De vez em quando passa por lá um cliente saudoso: “Quando passo naquela esquina, farol luminoso a orientar a pujança de uma cidade em constante ebulição, é como se voltasse a respirar uma atmosfera de juventude que ficou espalhada pelas paredes daquele bar atemporal”, confessou o músico Toquinho.
5 PERGUNTAS PARA:
José Victor Oliva, empresário, atual dono do Riviera
1. O que é o Riviera para você? Eu trato isso como uma joia, um caso de amor. O Riviera é um dos quatro ou cinco bares mais bonitos, charmosos e sexies que eu conheço. Sabe, essa coisa meio sexy das paredes redondas... Quando desfiz a sociedade com o Facundo Guerra, quis ficar com o Riviera. Ele é importante demais e precisa ser bem mantido.

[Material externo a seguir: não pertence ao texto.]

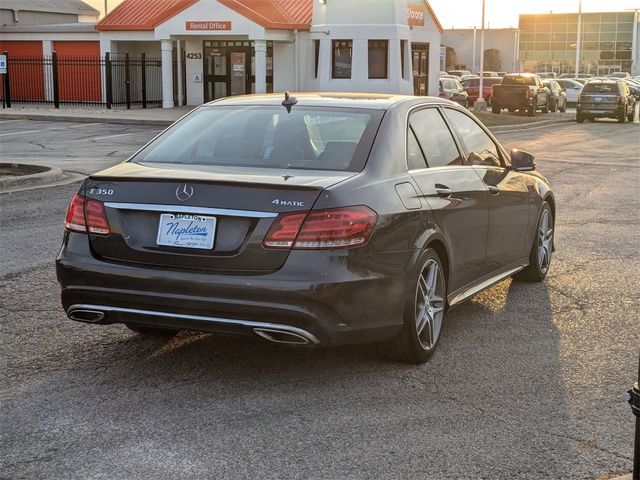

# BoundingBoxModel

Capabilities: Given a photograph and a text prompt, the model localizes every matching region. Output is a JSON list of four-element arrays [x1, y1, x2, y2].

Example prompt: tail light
[[65, 194, 111, 235], [263, 206, 377, 250]]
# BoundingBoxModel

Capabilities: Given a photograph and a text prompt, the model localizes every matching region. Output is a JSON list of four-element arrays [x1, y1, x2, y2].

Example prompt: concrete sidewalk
[[0, 105, 194, 126]]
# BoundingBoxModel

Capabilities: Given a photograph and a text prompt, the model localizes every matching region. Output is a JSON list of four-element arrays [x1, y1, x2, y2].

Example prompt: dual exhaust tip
[[67, 309, 311, 345]]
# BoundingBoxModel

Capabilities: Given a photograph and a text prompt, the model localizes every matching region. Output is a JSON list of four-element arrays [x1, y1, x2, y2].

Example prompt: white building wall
[[306, 0, 442, 96], [273, 41, 295, 93]]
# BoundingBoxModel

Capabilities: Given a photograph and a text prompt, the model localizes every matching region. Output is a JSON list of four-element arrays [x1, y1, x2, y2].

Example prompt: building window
[[368, 40, 388, 79], [332, 40, 352, 79], [400, 40, 406, 79], [314, 40, 320, 78]]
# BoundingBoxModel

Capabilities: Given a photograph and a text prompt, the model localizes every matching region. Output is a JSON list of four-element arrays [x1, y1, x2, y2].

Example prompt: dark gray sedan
[[56, 93, 555, 363]]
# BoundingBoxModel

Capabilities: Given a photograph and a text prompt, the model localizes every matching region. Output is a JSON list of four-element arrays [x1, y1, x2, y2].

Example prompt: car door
[[443, 108, 531, 273], [407, 107, 489, 292]]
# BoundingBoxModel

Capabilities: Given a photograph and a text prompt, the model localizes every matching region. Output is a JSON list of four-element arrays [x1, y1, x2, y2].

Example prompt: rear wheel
[[514, 202, 554, 282], [528, 102, 536, 117], [541, 101, 549, 113], [550, 99, 557, 112], [576, 113, 585, 123], [508, 107, 515, 113], [560, 102, 566, 113], [492, 104, 501, 114], [384, 249, 446, 364], [126, 324, 178, 337]]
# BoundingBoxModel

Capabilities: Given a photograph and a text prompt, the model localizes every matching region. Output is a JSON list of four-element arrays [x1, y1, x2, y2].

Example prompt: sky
[[86, 0, 640, 28]]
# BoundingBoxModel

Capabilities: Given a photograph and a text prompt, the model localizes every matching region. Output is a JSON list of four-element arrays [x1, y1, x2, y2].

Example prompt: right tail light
[[263, 206, 377, 250]]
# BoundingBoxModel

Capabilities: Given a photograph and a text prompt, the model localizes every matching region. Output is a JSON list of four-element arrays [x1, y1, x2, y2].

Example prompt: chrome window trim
[[67, 304, 321, 345], [104, 202, 278, 218]]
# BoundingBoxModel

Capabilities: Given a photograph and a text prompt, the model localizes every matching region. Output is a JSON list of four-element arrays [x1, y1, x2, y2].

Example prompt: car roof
[[204, 93, 452, 110], [585, 79, 619, 84]]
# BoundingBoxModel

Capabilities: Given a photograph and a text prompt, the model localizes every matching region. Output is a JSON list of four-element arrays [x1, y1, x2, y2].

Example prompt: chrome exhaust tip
[[68, 309, 105, 323], [253, 328, 310, 345]]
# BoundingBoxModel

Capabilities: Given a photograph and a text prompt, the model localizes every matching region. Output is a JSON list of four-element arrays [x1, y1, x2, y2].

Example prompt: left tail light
[[263, 206, 377, 250], [65, 194, 111, 235]]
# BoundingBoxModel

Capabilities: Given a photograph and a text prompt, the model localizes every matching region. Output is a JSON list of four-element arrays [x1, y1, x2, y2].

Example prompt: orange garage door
[[53, 41, 102, 103], [0, 41, 45, 101]]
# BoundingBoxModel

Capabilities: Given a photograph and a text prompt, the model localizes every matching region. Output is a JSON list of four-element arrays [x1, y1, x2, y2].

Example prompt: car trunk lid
[[85, 162, 355, 273]]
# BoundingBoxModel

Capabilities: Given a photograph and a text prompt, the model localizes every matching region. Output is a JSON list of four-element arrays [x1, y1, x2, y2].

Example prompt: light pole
[[574, 0, 582, 77], [104, 0, 108, 16], [474, 0, 487, 111]]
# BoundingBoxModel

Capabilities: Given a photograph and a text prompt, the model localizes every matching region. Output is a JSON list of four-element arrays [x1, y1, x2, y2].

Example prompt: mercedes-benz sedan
[[56, 93, 555, 363]]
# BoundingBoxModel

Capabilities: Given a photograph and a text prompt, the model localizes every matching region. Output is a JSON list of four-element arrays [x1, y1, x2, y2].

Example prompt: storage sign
[[0, 55, 7, 74], [407, 5, 425, 27], [186, 21, 232, 31]]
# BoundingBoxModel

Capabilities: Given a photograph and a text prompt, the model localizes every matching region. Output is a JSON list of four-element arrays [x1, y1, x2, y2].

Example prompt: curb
[[0, 165, 66, 191], [0, 112, 175, 127]]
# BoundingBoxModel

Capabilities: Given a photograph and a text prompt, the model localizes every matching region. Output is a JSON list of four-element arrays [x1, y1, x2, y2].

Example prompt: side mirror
[[510, 149, 536, 171]]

2. Ele dá lucro? Hoje eu não tenho mais um restaurante desse pelo lucro, mas pelo tesão que é ter o Riviera. É uma obra de arte. É como uma escultura, um carro antigo.
3. Quem é o seu cliente hoje? Gente que gosta de coisa bem feita, de um lugar bacana e alegre. E com esse visual metropolitano, que também lembra Nova York e Tóquio.
4. A noite mudou muito dos tempos do Gallery pra cá? As pessoas mudaram. Hoje, o cliente sabe o que é um bom vinho. Antes, as casas tinham dois ou três rótulos. Tinha vodca, uísque e champanhe. Hoje, a noite é coquetelaria. Antigamente, o barman era alguém que colocava gelo no uísque e, às vezes, um clube soda. Agora, eles são verdadeiros artistas.
5. Sente falta da noite do passado?Eu sinto falta do romantismo. Hoje é difícil achar um lugar para dançar de rosto colado. Não sei quando isso voltará, mas irá voltar. A noite é pendular. Uma hora, o romantismo estará de volta.